Coupez ! de Michel Hazanavicius (2022)
Lors du tournage d’un film de zombie, un réalisateur se désole de la nullité de son actrice principale et prend une pause pour se calmer. De vrais zombies débarquent soudain, contraignant les acteurs et actrices à enfin montrer de vraies émotions. Le réalisateur revient avec sa caméra et se met à tout filmer, ravi de la tournure des évènements, tandis que le casting se fait progressivement décimer.

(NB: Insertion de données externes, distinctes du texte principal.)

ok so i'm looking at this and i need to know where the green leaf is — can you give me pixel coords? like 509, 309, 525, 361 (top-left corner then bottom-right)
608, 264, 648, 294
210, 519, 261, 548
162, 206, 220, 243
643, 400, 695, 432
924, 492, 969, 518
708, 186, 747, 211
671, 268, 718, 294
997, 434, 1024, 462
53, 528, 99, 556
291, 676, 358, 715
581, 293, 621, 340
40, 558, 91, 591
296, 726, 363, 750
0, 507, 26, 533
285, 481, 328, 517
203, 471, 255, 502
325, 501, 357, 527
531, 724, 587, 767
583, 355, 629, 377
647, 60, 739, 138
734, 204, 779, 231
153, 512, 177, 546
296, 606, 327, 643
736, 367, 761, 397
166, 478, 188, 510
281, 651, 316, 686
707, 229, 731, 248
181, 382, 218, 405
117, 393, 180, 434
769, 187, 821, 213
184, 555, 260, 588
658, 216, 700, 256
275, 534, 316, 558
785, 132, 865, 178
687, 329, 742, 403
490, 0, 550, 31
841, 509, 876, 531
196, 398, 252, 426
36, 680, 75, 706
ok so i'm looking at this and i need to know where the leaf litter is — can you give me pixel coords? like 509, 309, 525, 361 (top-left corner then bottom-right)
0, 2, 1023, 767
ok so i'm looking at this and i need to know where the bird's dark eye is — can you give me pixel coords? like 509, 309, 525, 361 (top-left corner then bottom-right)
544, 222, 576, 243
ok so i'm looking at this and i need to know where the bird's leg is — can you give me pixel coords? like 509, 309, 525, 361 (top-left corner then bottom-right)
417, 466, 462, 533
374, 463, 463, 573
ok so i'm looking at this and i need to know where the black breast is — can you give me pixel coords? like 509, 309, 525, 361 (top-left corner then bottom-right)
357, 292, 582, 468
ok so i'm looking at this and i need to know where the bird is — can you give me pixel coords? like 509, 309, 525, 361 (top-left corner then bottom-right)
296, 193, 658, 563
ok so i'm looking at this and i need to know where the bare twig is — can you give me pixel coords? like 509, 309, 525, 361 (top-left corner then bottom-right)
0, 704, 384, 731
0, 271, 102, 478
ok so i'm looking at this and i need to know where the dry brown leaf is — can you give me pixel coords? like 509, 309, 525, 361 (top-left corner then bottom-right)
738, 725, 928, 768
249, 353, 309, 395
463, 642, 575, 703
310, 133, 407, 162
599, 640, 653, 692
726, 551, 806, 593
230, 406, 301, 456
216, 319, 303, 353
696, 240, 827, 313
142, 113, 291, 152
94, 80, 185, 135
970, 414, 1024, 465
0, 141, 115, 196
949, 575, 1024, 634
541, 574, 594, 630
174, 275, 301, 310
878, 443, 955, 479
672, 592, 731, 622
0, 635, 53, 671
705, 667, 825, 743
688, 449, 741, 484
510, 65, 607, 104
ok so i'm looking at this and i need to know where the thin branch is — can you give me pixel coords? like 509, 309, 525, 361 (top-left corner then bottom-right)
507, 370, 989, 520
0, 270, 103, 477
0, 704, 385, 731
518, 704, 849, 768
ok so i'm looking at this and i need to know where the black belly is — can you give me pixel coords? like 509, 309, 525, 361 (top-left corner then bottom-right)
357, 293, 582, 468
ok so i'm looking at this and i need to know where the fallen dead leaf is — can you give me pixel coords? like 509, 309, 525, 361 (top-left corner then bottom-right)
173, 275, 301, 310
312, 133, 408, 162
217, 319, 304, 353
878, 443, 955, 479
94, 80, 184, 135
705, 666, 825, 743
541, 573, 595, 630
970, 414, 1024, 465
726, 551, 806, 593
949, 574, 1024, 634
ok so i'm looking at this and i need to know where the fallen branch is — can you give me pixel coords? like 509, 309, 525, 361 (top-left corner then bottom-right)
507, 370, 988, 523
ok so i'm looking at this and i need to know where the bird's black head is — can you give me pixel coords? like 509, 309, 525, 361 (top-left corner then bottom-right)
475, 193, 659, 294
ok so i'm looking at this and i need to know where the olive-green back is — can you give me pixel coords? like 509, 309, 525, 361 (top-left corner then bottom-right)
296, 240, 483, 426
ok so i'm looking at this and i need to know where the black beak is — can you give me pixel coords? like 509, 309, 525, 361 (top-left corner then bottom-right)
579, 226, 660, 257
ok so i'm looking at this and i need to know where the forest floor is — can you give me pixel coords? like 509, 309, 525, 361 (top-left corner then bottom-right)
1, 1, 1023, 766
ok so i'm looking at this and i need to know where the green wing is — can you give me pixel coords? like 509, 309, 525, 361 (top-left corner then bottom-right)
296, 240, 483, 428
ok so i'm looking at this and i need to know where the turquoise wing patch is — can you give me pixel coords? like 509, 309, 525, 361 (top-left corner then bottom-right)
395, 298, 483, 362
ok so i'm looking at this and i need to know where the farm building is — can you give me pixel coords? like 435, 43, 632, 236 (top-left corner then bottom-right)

Coupez ! est un remake de Ne coupez pas ! (2017). Difficile de ne pas trop en dire pour ceux qui n’ont pas vu l’original japonais. Sans spoiler, il prend bien en compte son statut de remake via quelques légères modifications scénaristiques, et intègre une actrice japonaise de Ne coupez pas ! dans un rôle similaire. Ce ne sont pas les aspects les plus réussis, avec une vision assez simpliste de la mentalité japonaise. Pour le reste, c’est un décalque qui n’apporte rien avec une première partie assez ratée, trop dans le second degré. Tout en suivant la même trame, Michel Hazanavicius aurait pu placer les imprévus à d’autres endroits et amener des idées différentes. Le personnage interprété par Jean-Pascal Zadi par exemple, clairement l’acteur le plus drôle de la distribution, aurait pu être plus développé en jouant davantage sur sa maîtrise de la musique et des effets sonores. En l’état, autant voir ou revoir Ne coupez pas !.


Murder on the Orient Express de Kenneth Branagh (2017, Le crime de l’Orient-Express)
Hercule Poirot arrête les méchants grâce à son gros cerveau et sa belle moustache. Il monte dans l’Orient-Express à Istanbul pour se reposer quelques jours avant d’arriver à Londres. Pas moyen de fermer l’œil, v’là-t’y pas qu’on se retrouve avec un cadavre sur le dos et un assassin à débusquer. Et vraiment pas de bol, le train est bloqué par une avalanche tombée sur un paysage néo-zélandais et bloquant le train à l’entrée d’un tunnel censé être en Yougoslavie. Tel Dieu tombé des cieux, Kenneth Branagh, pardon Hercule Poirot rétablira-t-il la justice et l’équilibre ?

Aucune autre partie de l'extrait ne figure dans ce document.